El primero en acudir a la vivienda del quinto fue un residente del segundo piso, el sacerdote Ramón Plata, que se situó junto a la cabecera de la difunta para rezar sus oraciones. Poco después, subió Julio Villasante, que entabló conversación con su vecino cura: «Puso de manifiesto que la pobre María, por su estado de debilidad, no tenía salvación, habiendo hecho él lo humanamente posible por arrebatarla de las garras de la muerte», detalló la crónica de 'El Liberal'. En ese momento, irrumpió en la habitación el marido, que esgrimió una pistola Browning y disparó al médico en la cabeza. El doctor, hombre de notable estatura y corpulencia, se abalanzó sobre su atacante y quedó abrazado a él. «Luis, loco de dolor, seguía achacándole la muerte de su esposa y en diferentes ocasiones oprimió el gatillo de la pistola para seguir disparando, pero aquel no obedeció», relataba el periódico.
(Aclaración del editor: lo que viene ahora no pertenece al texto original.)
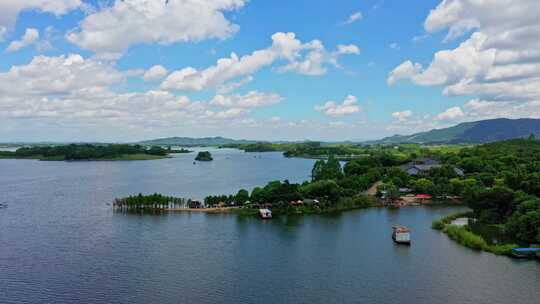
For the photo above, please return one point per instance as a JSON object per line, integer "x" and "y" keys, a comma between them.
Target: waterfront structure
{"x": 265, "y": 213}
{"x": 401, "y": 234}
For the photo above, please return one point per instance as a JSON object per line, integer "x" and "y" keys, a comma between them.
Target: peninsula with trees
{"x": 498, "y": 181}
{"x": 204, "y": 156}
{"x": 82, "y": 152}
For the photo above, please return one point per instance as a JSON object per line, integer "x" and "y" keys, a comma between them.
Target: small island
{"x": 498, "y": 181}
{"x": 204, "y": 156}
{"x": 86, "y": 152}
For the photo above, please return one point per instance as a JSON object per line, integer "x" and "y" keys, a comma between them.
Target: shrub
{"x": 463, "y": 236}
En el transcurso de la breve refriega, Julio Villasante llegó a morder a su oponente en la cara, pero finalmente se desplomó, arrastrando en su caída una maceta, y falleció junto al lecho de muerte de María.

Refugiado en casa del cura

Luis Falces («pálido, tembloroso, como alocado») tomó en brazos a su hijo recién nacido, escapó escaleras abajo y se refugió en la vivienda del sacerdote. La esposa del doctor, por su parte, no tardó en subir al piso de la portera y se encontró a su marido muerto. «Dando desgarradores gritos, se arrojó sobre el cadáver de su esposo y le abrazó llorando. Las hijas tampoco pudieron dominarse y se abrazaron al padre. Gran trabajo costó separarlas», recoge la crónica. Incluso un pariente del homicida se abrazó también al médico fallecido, mientras gritaba: «¡Ay, don Julio, don Julio, qué desgracia tan grande!». La situación se volvió todavía más dramática con la aparición del juez de distrito del Ensanche, Rafael María Villasante, hermano de la víctima, que hasta que llegó a la casa no conocía la identidad del asesinado.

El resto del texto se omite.